Mysteries of Louisville’s society party scene: Are those giant scissors in your pocket, or are you just happy to see us? - 2016

Big smiles, big personalities, and big business networking — yes, it’s everyone’s favorite feature in The Voice-Tribune: party photos! Boulevard picks through the pics, choosing our favorite coverage.
The cosmos presents so many mysteries: How did those Easter Island statues wind up there? What is dark matter? How does the Voice-Tribune choose which parties to cover?
We ask after noticing this week’s 10 parties include The Vein Treatment & Aesthetic Center’s annual summer open house on June 29. “The well-attended event,” we learn, “featured exciting prize drawings as well as discounted pricing on an assorted array of Vein Treatment & Aesthetic Center products. Various reps were also there to answer any questions attendees may have, and all enjoyed plenty of wine and light hors d’oeuvres.”
With all due respect, as people say when they actually mean the opposite, Boulevard wonders whether that event really qualifies as the crème de la crème of Louisville’s social scene. Yet, props to the 16-year-old clinic for silk-purse marketing its varicose and spider vein treatments.
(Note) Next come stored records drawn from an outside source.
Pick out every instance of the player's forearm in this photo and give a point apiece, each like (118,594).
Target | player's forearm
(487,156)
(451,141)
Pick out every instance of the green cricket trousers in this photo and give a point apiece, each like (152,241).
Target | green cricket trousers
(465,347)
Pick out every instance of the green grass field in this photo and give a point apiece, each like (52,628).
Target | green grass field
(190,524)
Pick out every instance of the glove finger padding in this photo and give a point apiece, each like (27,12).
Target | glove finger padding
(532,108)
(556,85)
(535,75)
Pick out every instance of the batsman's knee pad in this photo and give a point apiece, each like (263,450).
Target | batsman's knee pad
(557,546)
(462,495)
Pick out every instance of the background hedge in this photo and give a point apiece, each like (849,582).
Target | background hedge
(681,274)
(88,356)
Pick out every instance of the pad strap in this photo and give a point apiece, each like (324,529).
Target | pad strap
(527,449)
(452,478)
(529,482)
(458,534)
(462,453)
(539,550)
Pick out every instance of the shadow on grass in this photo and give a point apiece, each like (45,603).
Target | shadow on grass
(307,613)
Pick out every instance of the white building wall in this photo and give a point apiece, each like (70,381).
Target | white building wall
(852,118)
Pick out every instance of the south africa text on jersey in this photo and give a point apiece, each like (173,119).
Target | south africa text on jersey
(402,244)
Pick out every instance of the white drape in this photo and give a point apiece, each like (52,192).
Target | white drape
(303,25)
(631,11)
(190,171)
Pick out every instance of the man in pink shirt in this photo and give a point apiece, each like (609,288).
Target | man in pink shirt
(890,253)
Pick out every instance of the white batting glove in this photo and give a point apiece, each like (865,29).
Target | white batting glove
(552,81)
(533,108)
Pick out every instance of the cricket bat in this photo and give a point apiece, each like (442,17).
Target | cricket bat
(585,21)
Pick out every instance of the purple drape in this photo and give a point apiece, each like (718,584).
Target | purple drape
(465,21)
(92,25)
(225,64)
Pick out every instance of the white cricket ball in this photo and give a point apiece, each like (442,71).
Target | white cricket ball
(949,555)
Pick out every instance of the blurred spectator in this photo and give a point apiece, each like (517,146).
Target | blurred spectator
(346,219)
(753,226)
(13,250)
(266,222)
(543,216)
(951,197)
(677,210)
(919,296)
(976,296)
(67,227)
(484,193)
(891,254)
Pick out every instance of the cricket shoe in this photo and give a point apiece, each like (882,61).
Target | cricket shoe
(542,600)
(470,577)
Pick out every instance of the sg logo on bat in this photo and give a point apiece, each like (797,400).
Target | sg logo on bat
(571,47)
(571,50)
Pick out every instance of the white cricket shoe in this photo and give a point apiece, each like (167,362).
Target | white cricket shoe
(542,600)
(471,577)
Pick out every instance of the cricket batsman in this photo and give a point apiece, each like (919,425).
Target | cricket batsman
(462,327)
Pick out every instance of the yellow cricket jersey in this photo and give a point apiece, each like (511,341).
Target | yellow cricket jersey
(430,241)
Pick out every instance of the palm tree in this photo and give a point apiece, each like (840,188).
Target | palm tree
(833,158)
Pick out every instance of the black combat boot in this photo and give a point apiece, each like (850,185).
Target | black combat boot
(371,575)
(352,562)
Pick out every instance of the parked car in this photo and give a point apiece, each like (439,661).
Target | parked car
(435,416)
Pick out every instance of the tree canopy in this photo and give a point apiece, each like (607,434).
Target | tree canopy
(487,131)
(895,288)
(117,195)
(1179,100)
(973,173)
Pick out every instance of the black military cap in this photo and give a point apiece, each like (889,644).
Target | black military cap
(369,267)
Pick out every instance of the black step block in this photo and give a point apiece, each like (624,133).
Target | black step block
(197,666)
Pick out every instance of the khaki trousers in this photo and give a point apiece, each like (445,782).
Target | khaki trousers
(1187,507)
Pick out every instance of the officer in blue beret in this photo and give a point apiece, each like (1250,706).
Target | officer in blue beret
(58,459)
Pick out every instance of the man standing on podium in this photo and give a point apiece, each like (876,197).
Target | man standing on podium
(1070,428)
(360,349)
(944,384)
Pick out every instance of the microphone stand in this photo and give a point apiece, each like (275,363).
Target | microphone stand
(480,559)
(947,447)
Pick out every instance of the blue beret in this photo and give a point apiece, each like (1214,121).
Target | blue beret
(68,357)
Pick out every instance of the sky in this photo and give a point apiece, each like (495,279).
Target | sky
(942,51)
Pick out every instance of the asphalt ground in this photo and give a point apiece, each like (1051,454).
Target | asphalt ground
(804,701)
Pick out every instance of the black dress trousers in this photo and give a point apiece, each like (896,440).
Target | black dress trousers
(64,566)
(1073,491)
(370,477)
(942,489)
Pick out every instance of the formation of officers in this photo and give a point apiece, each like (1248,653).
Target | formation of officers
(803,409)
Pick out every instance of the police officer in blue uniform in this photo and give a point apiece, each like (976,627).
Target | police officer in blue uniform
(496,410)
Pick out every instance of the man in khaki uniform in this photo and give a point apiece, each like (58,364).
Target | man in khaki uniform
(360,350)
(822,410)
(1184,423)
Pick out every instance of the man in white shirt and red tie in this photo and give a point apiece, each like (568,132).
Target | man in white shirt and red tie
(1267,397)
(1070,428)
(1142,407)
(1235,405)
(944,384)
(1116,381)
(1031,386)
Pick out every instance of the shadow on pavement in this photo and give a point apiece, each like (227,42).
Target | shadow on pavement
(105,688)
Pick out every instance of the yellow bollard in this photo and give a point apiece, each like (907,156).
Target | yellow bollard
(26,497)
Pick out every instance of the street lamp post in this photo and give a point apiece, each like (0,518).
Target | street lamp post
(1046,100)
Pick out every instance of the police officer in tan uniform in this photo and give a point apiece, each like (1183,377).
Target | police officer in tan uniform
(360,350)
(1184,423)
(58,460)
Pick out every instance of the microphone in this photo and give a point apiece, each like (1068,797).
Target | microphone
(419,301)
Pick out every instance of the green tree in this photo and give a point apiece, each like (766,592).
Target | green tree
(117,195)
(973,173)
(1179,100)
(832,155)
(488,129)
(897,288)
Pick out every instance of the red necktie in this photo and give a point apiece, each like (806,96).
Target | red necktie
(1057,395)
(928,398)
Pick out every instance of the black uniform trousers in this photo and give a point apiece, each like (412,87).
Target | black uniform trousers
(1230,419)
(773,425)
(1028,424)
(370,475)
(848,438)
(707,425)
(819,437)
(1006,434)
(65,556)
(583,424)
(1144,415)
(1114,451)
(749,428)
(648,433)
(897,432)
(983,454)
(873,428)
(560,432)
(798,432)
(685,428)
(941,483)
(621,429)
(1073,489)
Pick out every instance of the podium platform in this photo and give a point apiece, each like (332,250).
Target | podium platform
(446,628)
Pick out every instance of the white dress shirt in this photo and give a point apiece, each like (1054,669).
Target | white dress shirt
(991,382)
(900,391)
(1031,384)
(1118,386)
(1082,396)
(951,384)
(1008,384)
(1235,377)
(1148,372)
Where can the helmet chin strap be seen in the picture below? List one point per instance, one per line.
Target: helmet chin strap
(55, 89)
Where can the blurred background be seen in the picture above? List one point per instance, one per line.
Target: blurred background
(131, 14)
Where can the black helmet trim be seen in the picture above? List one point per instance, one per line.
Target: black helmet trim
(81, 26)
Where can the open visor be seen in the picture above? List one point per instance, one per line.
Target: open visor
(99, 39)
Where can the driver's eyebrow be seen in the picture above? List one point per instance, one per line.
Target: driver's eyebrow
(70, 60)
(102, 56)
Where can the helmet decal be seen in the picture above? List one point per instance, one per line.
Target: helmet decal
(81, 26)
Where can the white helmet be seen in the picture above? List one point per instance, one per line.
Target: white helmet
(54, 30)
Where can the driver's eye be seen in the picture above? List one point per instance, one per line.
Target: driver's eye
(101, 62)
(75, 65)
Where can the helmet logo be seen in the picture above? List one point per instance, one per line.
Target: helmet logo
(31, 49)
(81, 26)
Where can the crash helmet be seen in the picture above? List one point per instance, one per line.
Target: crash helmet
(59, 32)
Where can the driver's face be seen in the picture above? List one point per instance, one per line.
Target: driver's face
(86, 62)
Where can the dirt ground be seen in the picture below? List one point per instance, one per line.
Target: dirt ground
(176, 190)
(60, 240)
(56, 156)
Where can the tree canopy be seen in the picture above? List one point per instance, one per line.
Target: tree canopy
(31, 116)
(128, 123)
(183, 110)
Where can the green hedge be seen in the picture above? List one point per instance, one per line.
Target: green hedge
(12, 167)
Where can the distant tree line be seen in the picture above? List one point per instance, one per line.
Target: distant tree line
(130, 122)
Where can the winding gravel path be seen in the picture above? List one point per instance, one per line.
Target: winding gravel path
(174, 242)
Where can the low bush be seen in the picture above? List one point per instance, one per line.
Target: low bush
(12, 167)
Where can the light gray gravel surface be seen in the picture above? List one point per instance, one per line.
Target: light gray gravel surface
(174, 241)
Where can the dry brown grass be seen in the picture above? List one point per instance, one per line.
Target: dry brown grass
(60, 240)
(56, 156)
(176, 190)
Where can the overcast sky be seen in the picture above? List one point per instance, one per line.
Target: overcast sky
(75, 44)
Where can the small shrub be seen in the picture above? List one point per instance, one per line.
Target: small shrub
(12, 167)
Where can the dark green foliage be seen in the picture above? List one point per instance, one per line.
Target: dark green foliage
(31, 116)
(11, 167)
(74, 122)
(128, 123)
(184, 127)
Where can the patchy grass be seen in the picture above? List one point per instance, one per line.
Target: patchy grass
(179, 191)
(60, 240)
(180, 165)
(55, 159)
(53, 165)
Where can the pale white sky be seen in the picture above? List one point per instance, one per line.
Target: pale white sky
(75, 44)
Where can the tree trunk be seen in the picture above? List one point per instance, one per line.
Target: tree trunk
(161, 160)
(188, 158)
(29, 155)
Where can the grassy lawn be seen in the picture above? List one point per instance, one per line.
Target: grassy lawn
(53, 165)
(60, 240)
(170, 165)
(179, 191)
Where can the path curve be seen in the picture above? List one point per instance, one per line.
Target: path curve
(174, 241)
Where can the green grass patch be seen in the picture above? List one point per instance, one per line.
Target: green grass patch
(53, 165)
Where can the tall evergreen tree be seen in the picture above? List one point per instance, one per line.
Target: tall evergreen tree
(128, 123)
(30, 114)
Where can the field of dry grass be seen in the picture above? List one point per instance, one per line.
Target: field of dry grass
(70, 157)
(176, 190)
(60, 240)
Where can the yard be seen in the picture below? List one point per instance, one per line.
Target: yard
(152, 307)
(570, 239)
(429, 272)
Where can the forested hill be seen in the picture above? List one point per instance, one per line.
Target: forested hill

The center, according to its website, “coddles patients with a smorgasbord of cosmetic services in a cozy skin-clarifying facility. During your microdermabrasion, a skin savant will gently sweep perished skin cells under the closest rug, then set an antioxidant-rich ultrasonic infusion to the task of moisturizing arid flesh and rejuvenating the body’s roughened husk.”
To be sure, we’re a wee taken aback by the juxtaposition of “smorgasbord,” “perished skin cells,” and the “light hors d’oeuvres” served at the clinic’s open house. But that’s why we’re not in public relations.
Now, to our party pics pick!
Hands down, it was the June 30 celebration at home furnishings store Dwellings for its new location at 139 Breckenridge Lane. Of Tim Valentino‘s 32 pics, guests Palmer Cole and Tyler Freeman in photo No. 19 were the week’s best.
No grand opening would be complete without a ribbon-cutting ceremony, and Dwellings and the St. Mathews Chamber of Commerce didn’t disappoint — leading to our last mystery of the cosmos:
Where do all the chambers get those giant ceremonial scissors to cut ribbons? Turns out, there’s an actual company, Golden Openings of Urbandale, Iowa, that sells them — along with golden shovels for groundbreakings, plus all the other accouterments of commercial ceremonies. Their biggest working scissors are 40 inches long and sell for $199.
Golden Openings even sells a 17-page book for $19 that “guides you through the ribbon cutting from start to finish. This book provides a detailed description of the items you’ll need to consider to have a first-class ribbon cutting!”